Three weeks after the launch of the Obamacare exchanges that were three years in the making, the Obama administration is in full spin mode trying to contain the damage caused by the flawed $400-plus million Healthcare.gov website.
After myriads of structural problems and security concerns — even shutting down the entire website for repair — there is broad bipartisan agreement that Obamacare isn’t ready for prime time.
Despite this failure, President Obama remains committed to using the power of government to force every American to buy an expensive product they overwhelmingly do not want. And if they do happen to want it, well, be prepared to wait weeks or months until the website is no longer defective to sign up.
Appallingly, the Obama administration — just not the president himself, we’re supposed to believe — was warned about the troubled website by experts and insurance companies long before the October 1 public launch; yet they decided to go full speed ahead with the exchanges anyway. As we’ve seen from Day One, advancing a political agenda rather than doing what’s best for the American people is this presidency’s top priority.
The president was introduced by the only person in the entire state of Delaware who was able to outlast the website crashes and enroll in the state’s exchange. It only took her eleven days, seven hours of trying, and clearing her computer’s temporary data. Many of the other human props standing on stage with the president hadn’t even enrolled yet, but the White House called them “success stories” nonetheless.
However, one of President Obama’s talking points at the event did ring true: “The Affordable Care Act is not just a website. It’s much more.” Finally, some straight talk.
The disastrous Healthcare.gov website is actually a symptom of a larger disease known as government-run health care.
If government bureaucrats have proven too incompetent to launch a website, then imagine them trying to manage one-sixth of the entire economy by centralizing health-care decisions in Washington, D.C. Obamacare is leading to a doctor shortage, full-time jobs being cut to part-time, workers losing their jobs, and insurance premiums going up or plans being canceled altogether.
Indeed, it’s more than a website.
The sad reality is that Americans will still be suffering under Obamacare long after the millions of lines of broken code on Healthcare.gov are fixed.
Every day I hear from hardworking Americans across the country whose lives have been turned upside down thanks to Obamacare. Jennifer from my home state of Minnesota is just one of the many heartbreaking examples. She recently wrote to tell me her 55-year-old mother-in-law is losing her job at the end of the year and will likely have to sell her home.

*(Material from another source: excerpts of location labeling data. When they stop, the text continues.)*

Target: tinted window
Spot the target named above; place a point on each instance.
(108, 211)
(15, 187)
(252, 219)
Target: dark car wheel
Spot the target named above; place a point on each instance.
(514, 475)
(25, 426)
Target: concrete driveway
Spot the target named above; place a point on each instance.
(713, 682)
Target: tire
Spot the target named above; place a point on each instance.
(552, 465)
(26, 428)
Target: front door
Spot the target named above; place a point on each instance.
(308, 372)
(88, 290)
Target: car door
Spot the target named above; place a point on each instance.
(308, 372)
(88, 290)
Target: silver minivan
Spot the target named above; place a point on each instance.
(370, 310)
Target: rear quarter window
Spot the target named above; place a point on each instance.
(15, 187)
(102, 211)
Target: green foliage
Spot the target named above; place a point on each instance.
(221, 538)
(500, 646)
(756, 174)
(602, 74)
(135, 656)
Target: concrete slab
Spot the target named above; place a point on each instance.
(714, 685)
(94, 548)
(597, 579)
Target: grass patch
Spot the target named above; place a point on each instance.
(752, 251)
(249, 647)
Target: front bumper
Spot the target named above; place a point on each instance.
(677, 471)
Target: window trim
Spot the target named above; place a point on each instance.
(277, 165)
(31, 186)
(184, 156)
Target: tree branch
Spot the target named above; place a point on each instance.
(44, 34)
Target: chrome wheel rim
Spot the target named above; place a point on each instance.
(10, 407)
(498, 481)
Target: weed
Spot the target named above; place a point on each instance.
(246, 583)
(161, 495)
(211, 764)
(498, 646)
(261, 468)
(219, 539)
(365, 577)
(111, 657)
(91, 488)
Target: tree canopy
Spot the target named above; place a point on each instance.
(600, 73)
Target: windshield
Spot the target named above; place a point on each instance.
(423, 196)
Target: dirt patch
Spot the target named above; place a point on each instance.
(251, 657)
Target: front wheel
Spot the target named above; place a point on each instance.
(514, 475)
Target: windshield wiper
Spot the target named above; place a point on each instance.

I also recently heard from Cara, a stay-at-home mom in Texas. Her husband is the sole provider for their family of four, and their health-care premiums have gone up by 70 percent this year.
These stories of job loss and rate shock have largely been overshadowed by the website debacle, but they are not fixable like broken code. They are Obamacare’s main features.
In the coming months it will become increasingly clear to the American people why the House has consistently held firm on the need to dismantle Obamacare — it seems everyone but the people who voted for Obamacare saw these devastating consequences coming.
As more Americans struggle under Obamacare’s burden, I believe the pressure will build on President Obama to give the same relief to average Americans that he already gave to big business.
There’s no sugarcoating it: Obamacare is forcing every American to purchase a health-insurance policy they don’t want at a price they can’t afford from a website that doesn’t work.
If President Obama is so intent on selling his troubled health-care law to the country, why not sign up for it himself? Until then, why not make it voluntary for the rest of us?
— Representative Michele Bachmann represents Minnesota’s Sixth Congressional District and is the chairwoman of the Tea Party Caucus.